Nach Angaben des Bundesverteidigungsministeriums (BMVG) löste Breuer ein gutes halbes Jahr später, Mitte März 2023, Eberhard Zorn als 17. Generalinspekteur der Bundeswehr ab. Seitdem ist er ranghöchster Soldat der Bundesrepublik Deutschland.

Hintergrund: Haffner gegen die Bundesrepublik

Der Arzt Dr. Christian Haffner hatte die Papiere auf Grundlage von Paragraf 1 des Informationsfreiheitsgesetzes (IFG) angefordert.

Bei seinen Schwärzungen beruft sich das Bundeskanzleramt ebenfalls auf das IFG, nämlich auf bestimmte Abschnitte des Paragrafen 3 IFG, die auf den Schutz bzw. die Vertraulichkeit internationaler Beziehungen, auf fiskalische Interessen des Bundes und auf die mögliche Gefährdung der öffentlichen Sicherheit abzielen. Inwiefern die umfangreichen Schwärzungen in Einklang mit dem Versprechen auf „maximale Transparenz“ von Bundesgesundheitsminister Prof. Karl Lauterbach (SPD) zu bringen sind, fragt sich unter anderem „Apollo News“.

Noch mehr Papiere warten auf vollständige Offenlegung

Christian Haffner hatte vor zwei Wochen in der mündlichen Verhandlung vor dem Verwaltungsgericht Berlin bereits einen Teilerfolg in einer anderen Sache zur Corona-Aufarbeitung errungen.

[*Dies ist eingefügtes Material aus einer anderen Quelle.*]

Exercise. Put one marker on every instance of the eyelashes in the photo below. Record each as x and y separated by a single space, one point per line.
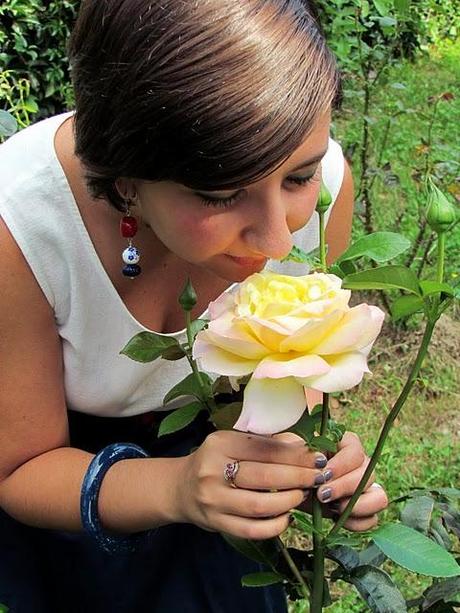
230 200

Im Rechtsstreit gegen das Bundeskanzleramt ordnete das Gericht an, eine neue Version der Protokolle des Corona-Expertenrats aus der Zeit vom 14. Dezember 2021 bis zum 4. April 2023 vorzulegen, in der auch die Passagen über die „Wirksamkeit bestimmter Impfstoffe und Medikamente“ lesbar sein sollen. Die Textstellen mit Bezug auf China dürfen aber verborgen bleiben. Zudem will Richter Dr. James Bews noch entscheiden, ob die Namen der Sitzungsteilnehmer entschwärzt werden müssen oder ob ihnen „eine besondere Schutzbedürftigkeit“ zusteht. Das Urteil ist bislang nicht rechtskräftig.

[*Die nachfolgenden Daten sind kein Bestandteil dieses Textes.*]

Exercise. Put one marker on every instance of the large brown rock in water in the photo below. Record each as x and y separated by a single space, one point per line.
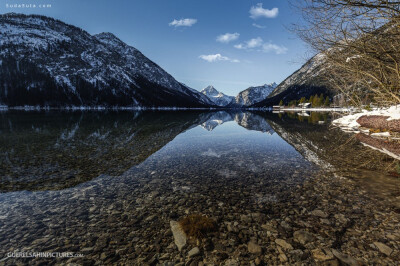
379 122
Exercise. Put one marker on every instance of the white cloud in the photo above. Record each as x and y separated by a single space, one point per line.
259 45
269 47
228 37
253 43
239 46
185 22
258 11
258 26
217 57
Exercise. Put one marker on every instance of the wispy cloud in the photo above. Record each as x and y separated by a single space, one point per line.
228 37
270 47
258 11
217 57
259 45
258 26
250 44
184 22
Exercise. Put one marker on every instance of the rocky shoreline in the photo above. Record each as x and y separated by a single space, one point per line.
327 220
270 205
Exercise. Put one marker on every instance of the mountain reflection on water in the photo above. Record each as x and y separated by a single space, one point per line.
108 184
56 150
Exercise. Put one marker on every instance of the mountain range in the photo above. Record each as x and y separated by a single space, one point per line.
45 62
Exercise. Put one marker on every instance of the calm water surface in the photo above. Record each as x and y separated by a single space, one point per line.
106 185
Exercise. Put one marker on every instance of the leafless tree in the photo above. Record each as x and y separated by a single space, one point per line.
360 40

Streit um RKI-Files geht weiter

All das ist nicht zu verwechseln mit den sogenannten „RKI-Files“. Diese gut 2.000 Seiten waren vom Multipolar-Magazin frei geklagt und bereits am 20. März 2024 veröffentlicht worden. Sie enthalten Informationen über die Standpunkte und Empfehlungen des Krisenstabs des Robert Koch-Instituts zwischen Januar 2020 und April 2021.

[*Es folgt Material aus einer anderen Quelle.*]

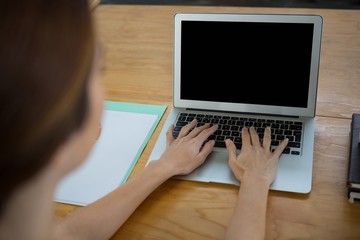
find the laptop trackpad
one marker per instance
(216, 169)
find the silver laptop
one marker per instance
(241, 70)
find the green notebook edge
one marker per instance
(158, 110)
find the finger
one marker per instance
(198, 130)
(187, 128)
(254, 137)
(280, 148)
(245, 137)
(207, 149)
(206, 133)
(169, 134)
(267, 138)
(231, 148)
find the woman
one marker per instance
(51, 104)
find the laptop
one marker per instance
(241, 70)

Eine von Bundesgesundheitsminister Karl Lauterbach angeordnete Veröffentlichung einer „weitestgehend entschwärzten Fassung“ könnte nach früheren Angaben des RKI noch im Mai 2024 erfolgen: „Der Zeitplan wird voraussichtlich eingehalten“, antwortete eine Sprecherin des RKI auf Anfrage vom 27. Mai 2024.